Another step to save Brunswick Town and Fort Anderson from rapid shoreline erosion has been successfully completed.
Last week, Scenic Consulting Group (SCG) announced the completion of Phase 3A of a shoreline stabilization and restoration project at the state-owned historic site.
In spring 2008, BTFA staff noticed an increase in erosion along the site’s river shoreline and coastal resources due to the widening and deepening of the Cape Fear River from Port Wilmington to the Atlantic Ocean to accommodate large vessels to the port, creating a ship passing lane in front of the BTFA historical site.
Constant tide forces and dynamic wave action were bombarding the colonial-era wharves and washing important historical artifacts into the Cape Fear River and eroding valuable natural coastal resources.
As coastal erosion accelerated it quickly uncovered and destroyed three colonial-era wharves and damaged the Civil War era earthwork batteries. Many other historical archaeological artifacts, like colonial shoe buckles and Spanish clothing, for example, were being washed away.

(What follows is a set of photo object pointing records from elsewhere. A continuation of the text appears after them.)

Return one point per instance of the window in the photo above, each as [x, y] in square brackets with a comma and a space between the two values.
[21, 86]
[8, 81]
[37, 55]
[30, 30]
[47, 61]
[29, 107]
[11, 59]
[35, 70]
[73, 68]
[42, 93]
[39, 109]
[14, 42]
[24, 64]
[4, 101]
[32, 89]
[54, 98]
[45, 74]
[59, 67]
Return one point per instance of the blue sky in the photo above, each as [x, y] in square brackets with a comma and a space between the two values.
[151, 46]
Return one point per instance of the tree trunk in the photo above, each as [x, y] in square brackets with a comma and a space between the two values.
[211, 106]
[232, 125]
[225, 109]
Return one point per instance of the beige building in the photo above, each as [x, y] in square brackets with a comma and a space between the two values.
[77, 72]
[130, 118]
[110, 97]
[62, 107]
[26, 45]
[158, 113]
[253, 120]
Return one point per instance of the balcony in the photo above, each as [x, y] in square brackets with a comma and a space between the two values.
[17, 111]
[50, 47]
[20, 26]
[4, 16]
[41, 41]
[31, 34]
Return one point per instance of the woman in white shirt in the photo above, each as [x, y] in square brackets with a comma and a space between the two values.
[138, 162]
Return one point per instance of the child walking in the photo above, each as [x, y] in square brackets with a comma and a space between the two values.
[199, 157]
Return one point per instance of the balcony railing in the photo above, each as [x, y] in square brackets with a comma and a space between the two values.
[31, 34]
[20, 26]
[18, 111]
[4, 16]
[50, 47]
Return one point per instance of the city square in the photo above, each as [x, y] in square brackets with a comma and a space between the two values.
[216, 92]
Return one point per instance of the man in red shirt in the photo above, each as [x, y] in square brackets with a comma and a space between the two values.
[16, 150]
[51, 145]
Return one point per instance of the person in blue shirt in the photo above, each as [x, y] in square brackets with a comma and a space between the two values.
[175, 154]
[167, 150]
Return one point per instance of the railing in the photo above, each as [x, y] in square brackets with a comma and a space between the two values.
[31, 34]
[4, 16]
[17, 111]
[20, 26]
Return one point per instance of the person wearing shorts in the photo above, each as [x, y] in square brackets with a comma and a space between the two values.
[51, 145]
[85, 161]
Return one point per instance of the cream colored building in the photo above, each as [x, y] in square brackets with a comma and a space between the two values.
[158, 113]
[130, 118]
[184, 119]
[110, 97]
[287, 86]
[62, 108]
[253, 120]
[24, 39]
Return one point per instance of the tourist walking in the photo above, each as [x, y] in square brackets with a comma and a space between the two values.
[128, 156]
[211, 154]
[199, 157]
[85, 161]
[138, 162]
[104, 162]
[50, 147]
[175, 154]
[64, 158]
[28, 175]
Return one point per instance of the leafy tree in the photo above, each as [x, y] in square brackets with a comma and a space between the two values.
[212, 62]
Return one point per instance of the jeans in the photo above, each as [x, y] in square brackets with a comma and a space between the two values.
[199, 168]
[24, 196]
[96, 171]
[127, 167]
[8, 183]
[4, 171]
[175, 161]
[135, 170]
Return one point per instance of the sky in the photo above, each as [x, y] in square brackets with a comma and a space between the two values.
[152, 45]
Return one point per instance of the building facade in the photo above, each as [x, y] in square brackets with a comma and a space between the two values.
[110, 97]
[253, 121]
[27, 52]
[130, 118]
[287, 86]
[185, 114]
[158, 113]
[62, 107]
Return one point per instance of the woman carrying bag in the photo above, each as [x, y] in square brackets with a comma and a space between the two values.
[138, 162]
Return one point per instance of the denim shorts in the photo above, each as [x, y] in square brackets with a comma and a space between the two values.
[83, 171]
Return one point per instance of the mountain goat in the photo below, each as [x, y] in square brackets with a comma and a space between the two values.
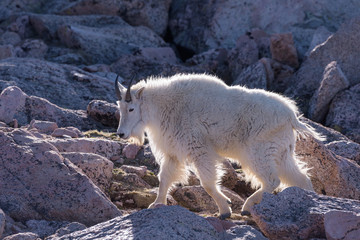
[196, 120]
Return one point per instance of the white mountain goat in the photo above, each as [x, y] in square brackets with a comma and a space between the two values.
[197, 120]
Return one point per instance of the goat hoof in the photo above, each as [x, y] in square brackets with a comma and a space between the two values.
[224, 216]
[245, 213]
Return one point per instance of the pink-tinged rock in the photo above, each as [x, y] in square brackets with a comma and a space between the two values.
[342, 47]
[140, 171]
[14, 104]
[283, 49]
[21, 26]
[330, 174]
[43, 126]
[295, 213]
[195, 198]
[58, 83]
[344, 113]
[342, 225]
[103, 112]
[220, 225]
[103, 147]
[69, 228]
[7, 51]
[152, 14]
[243, 232]
[61, 132]
[170, 222]
[2, 222]
[97, 168]
[213, 61]
[333, 81]
[23, 236]
[38, 183]
[12, 100]
[131, 150]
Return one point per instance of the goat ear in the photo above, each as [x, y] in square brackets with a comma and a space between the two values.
[138, 93]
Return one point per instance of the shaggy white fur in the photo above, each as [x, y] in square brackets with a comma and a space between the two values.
[196, 120]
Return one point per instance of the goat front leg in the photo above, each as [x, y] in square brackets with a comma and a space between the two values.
[171, 170]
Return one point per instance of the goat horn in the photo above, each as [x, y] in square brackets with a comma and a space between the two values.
[128, 95]
[117, 90]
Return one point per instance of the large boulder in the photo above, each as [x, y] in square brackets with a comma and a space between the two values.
[96, 167]
[298, 214]
[104, 112]
[330, 174]
[171, 222]
[344, 113]
[342, 47]
[152, 14]
[342, 225]
[197, 199]
[102, 147]
[63, 85]
[38, 183]
[15, 104]
[101, 39]
[202, 25]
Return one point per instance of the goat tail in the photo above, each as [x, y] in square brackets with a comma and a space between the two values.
[305, 130]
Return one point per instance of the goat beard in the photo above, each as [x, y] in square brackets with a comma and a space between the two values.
[138, 134]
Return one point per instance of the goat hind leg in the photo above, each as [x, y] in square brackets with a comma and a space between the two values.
[209, 176]
[263, 166]
[171, 170]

The initial plan to protect BTFA involved a traditional rock breakwater structure (TRBS) living shoreline.
A TRBS would have worked along the Battery A shoreline; however, there was not sufficient horizontal area to accommodate such a large TRBS at the historic wharfs where the original, natural river channel occurred.
This area has a natural drop-off, and a TRBS would have covered the historic wharfs and the coastal resources which DNCR was also planning to save.